Você desfruta de uma cultura e tem acesso ao conhecimento transmitido pelas gerações que o precederam. Você é capaz de olhar à frente, pois você está amparado pelo ombro de gigantes. As pessoas que já morreram estão certamente presentes em você. Portanto, lembre-se delas regularmente. Não esqueça o esforço destas gerações. Desta forma, você torna-se uma pessoa sensível, responsável. Ofereça suas preces aos antepassados e cuide dos seres viventes que compartilham deste mundo, sejam plantas ou animais; eles também contribuem para o seu bem-estar, direta ou indiretamente. Também, ofereça comida àqueles que não estão tão bem como você. Trate o hóspede ou qualquer pessoa como o próprio Senhor, seja ele um santo ou uma pessoa comum. Você se sentirá abençoado que as pessoas venham até você. Tudo o que você tem não é seu próprio mas lhe foi dado em custódia. E ao final do dia faça uma prece: “Ó, Senhor! Abençoe-me e perdoe-me se eu tiver cometido, conscientemente ou não, ações que porventura não estejam em harmonia com o universo”.

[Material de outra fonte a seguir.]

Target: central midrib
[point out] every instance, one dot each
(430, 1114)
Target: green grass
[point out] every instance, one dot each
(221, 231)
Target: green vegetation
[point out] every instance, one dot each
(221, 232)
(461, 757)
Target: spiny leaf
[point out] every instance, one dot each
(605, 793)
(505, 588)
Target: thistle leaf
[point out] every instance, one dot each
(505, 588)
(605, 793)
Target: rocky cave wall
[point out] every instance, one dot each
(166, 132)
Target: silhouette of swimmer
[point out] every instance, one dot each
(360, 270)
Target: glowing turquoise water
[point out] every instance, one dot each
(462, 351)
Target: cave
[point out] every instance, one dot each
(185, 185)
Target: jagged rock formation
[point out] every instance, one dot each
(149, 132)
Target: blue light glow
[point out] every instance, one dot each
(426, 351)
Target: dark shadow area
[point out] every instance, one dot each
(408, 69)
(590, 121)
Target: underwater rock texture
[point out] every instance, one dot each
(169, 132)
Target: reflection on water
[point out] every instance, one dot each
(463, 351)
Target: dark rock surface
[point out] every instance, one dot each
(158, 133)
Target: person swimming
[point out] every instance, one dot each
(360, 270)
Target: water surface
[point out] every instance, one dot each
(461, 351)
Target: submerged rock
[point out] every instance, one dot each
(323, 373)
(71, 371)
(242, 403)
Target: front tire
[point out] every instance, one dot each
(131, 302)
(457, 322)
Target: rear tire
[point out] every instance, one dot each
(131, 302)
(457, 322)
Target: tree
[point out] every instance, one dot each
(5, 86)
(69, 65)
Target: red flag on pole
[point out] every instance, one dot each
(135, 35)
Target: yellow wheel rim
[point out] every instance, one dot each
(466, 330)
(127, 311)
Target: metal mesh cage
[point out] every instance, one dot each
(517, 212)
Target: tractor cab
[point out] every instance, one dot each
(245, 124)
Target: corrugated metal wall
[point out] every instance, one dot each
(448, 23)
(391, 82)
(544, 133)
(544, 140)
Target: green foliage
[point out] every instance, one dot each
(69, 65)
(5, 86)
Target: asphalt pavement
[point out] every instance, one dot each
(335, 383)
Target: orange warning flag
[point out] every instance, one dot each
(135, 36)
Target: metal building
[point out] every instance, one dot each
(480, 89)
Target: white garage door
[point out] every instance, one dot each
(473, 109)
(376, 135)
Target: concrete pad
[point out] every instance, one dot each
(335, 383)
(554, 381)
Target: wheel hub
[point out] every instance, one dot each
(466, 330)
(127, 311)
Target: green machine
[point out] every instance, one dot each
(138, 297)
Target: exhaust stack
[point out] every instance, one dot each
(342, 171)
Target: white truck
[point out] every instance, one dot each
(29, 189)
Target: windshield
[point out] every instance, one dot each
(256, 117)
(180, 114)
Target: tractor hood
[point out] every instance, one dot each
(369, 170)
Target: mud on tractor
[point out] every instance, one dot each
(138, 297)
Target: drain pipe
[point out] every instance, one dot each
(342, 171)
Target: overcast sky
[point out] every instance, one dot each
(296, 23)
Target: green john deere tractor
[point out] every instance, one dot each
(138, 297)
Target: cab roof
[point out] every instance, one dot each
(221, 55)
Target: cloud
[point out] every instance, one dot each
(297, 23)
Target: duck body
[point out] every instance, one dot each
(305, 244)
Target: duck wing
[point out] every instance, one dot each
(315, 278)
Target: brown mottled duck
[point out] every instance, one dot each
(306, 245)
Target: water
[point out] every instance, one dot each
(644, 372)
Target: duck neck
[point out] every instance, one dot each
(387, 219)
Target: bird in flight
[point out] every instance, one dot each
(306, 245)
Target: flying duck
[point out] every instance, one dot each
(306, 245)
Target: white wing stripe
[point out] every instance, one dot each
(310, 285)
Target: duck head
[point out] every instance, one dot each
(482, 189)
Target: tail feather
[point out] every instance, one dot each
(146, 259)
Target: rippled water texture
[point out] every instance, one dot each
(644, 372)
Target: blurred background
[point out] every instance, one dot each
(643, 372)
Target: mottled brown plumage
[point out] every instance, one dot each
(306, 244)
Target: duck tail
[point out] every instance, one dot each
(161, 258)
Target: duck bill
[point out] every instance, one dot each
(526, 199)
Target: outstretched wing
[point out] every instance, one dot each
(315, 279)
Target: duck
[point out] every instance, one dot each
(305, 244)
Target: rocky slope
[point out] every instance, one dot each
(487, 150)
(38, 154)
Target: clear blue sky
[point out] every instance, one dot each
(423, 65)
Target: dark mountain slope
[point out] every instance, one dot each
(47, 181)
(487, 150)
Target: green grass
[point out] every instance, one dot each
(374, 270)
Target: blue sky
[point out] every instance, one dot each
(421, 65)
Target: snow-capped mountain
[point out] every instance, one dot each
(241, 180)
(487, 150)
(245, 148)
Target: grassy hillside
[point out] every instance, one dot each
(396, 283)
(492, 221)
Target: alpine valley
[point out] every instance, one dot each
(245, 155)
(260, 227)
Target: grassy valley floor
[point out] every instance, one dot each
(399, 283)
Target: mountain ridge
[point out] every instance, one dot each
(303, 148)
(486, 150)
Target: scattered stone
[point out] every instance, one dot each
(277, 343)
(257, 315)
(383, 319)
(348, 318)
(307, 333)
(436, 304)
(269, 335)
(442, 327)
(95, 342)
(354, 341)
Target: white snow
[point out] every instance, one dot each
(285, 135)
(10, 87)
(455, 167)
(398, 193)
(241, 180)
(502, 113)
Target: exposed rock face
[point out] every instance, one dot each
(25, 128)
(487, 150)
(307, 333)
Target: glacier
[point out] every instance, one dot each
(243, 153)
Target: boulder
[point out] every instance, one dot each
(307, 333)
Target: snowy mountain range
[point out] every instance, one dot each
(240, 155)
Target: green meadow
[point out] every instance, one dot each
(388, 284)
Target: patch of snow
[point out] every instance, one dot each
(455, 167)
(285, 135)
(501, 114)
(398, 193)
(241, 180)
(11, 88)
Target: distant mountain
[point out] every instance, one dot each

Há obrigações que devem ser feitas estejam elas em conformidade ou não com os seus gostos e aversões. Elas têm que ser feitas. Faça de forma feliz aquilo que é esperado de você. Então você estará em harmonia com o Universo, com o Senhor, com os Deuses. Isto lhe dará uma visão, uma certa condição mental. E, então, você terá que se expor ao ensinamento sobre o Ser e com isto certamente você obterá o conhecimento de si mesmo. Gostos e aversões não são problemas, pois eles serão neutralizados por essa atitude. Isto é o que chamamos de dharma. Não é uma obrigação a uma religião; é algo inevitável. O indivíduo deve compreender o que é certo e o que é conveniente. Convenções, quando compreendidas, evitam conflitos e, portanto, são importantes. Nós aprendemos sobre elas enquanto crescemos e vemos as suas belezas. Isto é karmayoga; não há nada que se possa fazer separadamente. Viva a vida de forma apropriada e expressivamente; com relação a isso não há escolha. Aceite de forma feliz tudo o que vier para você e gostos e aversões serão incapazes de perturbá-lo. Desta forma karmayoga é a yoga da atitude com relação à ação e ao seu resultado.

*Traduzido do livro Talks on Upadesasaram - Essence of The Teaching by Ramana Maharshi, Cap. 6 - págs. 24, 25 e 26.